また、最後の棒茶も目の前で煎ってくれましたが、こういう演出いいですね。和の香りって、やはり日本人としてのDNAがそわそわします。菓子は本物のわらびもち。最初から最後まで本物で通してくれるのはやはりここの価値。八尾のきなこがけにしたものを目の前のまな板で切って。もちもちとかみずみずしいとか、そういうのはなんかもう野暮な表現で、自分の細胞にスッと寄り添ってくれそうなデリケートさ、奥深い妙味に感謝すら覚えた。

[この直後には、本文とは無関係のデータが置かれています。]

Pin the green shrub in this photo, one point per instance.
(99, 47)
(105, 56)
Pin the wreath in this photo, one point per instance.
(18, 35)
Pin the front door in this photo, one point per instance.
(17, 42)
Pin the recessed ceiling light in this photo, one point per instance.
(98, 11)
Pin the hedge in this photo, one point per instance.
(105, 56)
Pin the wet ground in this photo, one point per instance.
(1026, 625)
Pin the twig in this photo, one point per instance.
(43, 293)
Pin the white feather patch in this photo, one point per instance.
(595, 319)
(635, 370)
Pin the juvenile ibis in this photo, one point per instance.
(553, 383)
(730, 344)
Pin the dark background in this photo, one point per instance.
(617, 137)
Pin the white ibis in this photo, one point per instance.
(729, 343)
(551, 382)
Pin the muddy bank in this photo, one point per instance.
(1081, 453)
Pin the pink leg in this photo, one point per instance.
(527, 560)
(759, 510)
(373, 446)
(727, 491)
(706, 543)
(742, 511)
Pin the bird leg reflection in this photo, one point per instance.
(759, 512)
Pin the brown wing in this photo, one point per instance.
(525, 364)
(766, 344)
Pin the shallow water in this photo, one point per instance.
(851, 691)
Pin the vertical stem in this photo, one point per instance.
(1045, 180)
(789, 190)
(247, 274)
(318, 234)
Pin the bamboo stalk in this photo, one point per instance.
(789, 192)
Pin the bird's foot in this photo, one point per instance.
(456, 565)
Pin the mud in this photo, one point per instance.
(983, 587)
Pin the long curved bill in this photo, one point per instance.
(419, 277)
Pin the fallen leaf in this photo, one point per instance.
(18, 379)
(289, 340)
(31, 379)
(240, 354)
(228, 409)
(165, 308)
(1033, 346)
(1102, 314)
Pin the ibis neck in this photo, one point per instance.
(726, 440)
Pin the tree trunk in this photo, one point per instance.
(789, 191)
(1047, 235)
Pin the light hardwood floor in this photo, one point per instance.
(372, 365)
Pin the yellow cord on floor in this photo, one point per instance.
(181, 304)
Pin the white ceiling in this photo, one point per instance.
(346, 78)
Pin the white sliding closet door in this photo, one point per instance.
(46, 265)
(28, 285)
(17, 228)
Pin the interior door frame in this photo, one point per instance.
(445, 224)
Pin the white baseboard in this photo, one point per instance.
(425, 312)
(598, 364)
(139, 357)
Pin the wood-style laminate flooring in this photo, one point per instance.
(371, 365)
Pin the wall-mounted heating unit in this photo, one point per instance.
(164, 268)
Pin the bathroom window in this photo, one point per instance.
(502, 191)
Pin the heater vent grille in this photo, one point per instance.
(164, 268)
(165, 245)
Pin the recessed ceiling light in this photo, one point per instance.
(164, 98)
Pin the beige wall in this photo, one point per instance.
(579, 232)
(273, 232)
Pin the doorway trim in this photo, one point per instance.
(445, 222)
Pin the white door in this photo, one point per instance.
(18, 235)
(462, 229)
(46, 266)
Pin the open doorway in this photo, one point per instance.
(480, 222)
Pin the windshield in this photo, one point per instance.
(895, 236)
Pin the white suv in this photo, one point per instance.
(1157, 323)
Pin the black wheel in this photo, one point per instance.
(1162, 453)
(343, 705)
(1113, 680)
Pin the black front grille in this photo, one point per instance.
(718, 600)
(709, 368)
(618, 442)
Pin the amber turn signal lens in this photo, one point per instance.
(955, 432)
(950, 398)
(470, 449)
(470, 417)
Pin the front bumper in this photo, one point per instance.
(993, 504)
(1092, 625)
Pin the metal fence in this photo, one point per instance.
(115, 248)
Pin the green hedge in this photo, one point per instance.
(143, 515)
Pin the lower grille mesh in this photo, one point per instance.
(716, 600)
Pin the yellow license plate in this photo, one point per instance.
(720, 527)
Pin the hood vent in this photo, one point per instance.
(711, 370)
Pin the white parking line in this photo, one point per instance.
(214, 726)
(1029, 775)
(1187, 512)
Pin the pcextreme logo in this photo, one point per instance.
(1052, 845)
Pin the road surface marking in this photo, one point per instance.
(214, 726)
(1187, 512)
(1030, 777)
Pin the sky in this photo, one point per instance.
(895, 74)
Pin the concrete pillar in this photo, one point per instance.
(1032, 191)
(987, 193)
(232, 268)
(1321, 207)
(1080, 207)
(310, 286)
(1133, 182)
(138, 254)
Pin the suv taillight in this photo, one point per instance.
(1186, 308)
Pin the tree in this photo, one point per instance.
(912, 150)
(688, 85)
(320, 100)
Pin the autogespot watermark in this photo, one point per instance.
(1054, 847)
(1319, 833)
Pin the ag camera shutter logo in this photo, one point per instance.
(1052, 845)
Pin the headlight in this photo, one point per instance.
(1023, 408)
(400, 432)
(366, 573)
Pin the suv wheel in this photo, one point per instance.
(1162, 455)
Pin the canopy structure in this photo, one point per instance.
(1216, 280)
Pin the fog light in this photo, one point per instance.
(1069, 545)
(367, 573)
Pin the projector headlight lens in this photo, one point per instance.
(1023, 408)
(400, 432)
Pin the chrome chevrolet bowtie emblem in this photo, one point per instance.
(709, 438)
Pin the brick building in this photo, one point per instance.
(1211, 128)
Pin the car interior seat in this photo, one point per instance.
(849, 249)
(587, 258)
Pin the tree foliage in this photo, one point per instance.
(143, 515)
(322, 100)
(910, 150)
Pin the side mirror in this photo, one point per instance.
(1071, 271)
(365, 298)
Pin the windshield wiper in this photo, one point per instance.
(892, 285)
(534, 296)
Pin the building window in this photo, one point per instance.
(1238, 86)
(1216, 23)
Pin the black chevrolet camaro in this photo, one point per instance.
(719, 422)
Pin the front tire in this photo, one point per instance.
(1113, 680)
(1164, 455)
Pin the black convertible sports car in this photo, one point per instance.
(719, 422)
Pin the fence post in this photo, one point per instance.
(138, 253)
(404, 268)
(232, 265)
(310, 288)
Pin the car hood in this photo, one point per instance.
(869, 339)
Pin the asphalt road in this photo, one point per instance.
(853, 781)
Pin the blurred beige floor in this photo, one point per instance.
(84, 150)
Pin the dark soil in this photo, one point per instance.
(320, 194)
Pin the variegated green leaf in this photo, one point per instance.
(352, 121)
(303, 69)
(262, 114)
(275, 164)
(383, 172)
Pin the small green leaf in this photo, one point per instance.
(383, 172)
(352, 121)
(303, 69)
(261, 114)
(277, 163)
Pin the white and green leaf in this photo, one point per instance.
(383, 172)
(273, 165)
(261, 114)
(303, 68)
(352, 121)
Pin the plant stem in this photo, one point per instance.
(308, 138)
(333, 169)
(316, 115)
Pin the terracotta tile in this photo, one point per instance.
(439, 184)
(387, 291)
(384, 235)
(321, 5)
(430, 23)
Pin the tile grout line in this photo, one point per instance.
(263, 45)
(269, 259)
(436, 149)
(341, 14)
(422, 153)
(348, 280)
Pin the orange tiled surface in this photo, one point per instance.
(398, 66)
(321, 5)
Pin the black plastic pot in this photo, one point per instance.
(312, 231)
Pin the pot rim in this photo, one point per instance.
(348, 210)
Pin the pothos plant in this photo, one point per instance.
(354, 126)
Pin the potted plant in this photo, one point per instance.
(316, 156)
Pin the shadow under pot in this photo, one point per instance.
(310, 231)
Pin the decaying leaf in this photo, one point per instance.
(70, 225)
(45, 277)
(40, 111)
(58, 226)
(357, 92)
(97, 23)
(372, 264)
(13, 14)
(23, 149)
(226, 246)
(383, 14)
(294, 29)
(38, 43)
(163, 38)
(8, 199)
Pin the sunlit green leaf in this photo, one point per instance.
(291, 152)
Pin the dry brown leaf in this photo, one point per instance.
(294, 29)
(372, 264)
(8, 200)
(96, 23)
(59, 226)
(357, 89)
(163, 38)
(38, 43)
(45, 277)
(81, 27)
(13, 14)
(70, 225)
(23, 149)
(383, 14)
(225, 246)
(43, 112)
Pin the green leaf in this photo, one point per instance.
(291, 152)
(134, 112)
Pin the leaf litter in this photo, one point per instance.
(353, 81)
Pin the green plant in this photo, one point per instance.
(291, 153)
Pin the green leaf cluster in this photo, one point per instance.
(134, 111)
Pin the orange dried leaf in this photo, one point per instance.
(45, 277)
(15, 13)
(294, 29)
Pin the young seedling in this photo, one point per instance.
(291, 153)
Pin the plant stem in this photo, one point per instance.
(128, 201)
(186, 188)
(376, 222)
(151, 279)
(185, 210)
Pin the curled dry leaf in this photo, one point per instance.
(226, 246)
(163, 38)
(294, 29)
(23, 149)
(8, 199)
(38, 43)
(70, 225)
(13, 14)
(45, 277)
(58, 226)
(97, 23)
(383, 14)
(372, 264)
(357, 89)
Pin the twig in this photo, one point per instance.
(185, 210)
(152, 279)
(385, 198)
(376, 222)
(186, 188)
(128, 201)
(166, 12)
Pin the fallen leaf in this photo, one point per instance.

素材の骨格を出すには塩が必要だが、ギリギリまで引いたところに見えてくる景色もあることを教えてもらった。
片折さんはこのまま「どこまでいっちゃうんだろう」と期待させてくれる、予感させてくれるからだろう、既に何度も通っている人が結構いる。

2018年9月25日 秋の回(初訪問)

(※写真不可な回だったので写真はありません。)
2018年9月下旬に頂いたお料理は、蓮豆腐、黄金ガニ真薯、天然鰻、マコガレイお刺身、白甘鯛揚げ物、地物ノドグロ焼き物など。お食事はマコモごはん。テングサから作った寒天黒蜜がけ、輪島の栗の自家製栗きんとん。見た目に飾りっ気なくとってもとってもシンプルで、引き算をして削ぎ落とした感じです。華やかな八寸や盛り込みもありませんから、お皿の上の食材とその味で季節を感じとります。椀種の真薯は黄金ガニ。黄金ガニは紅ズワイとズワイガニのハーフで1000匹に1匹とも、1万匹に1匹とも言われる幻のカニですが、この日はなんと上がったばかりのものを準備してくださいました。焼き物の鰻は日を逆算して3日間温度管理をして提供。百合根は北海道の帯広の農家に見に行かれたそうです。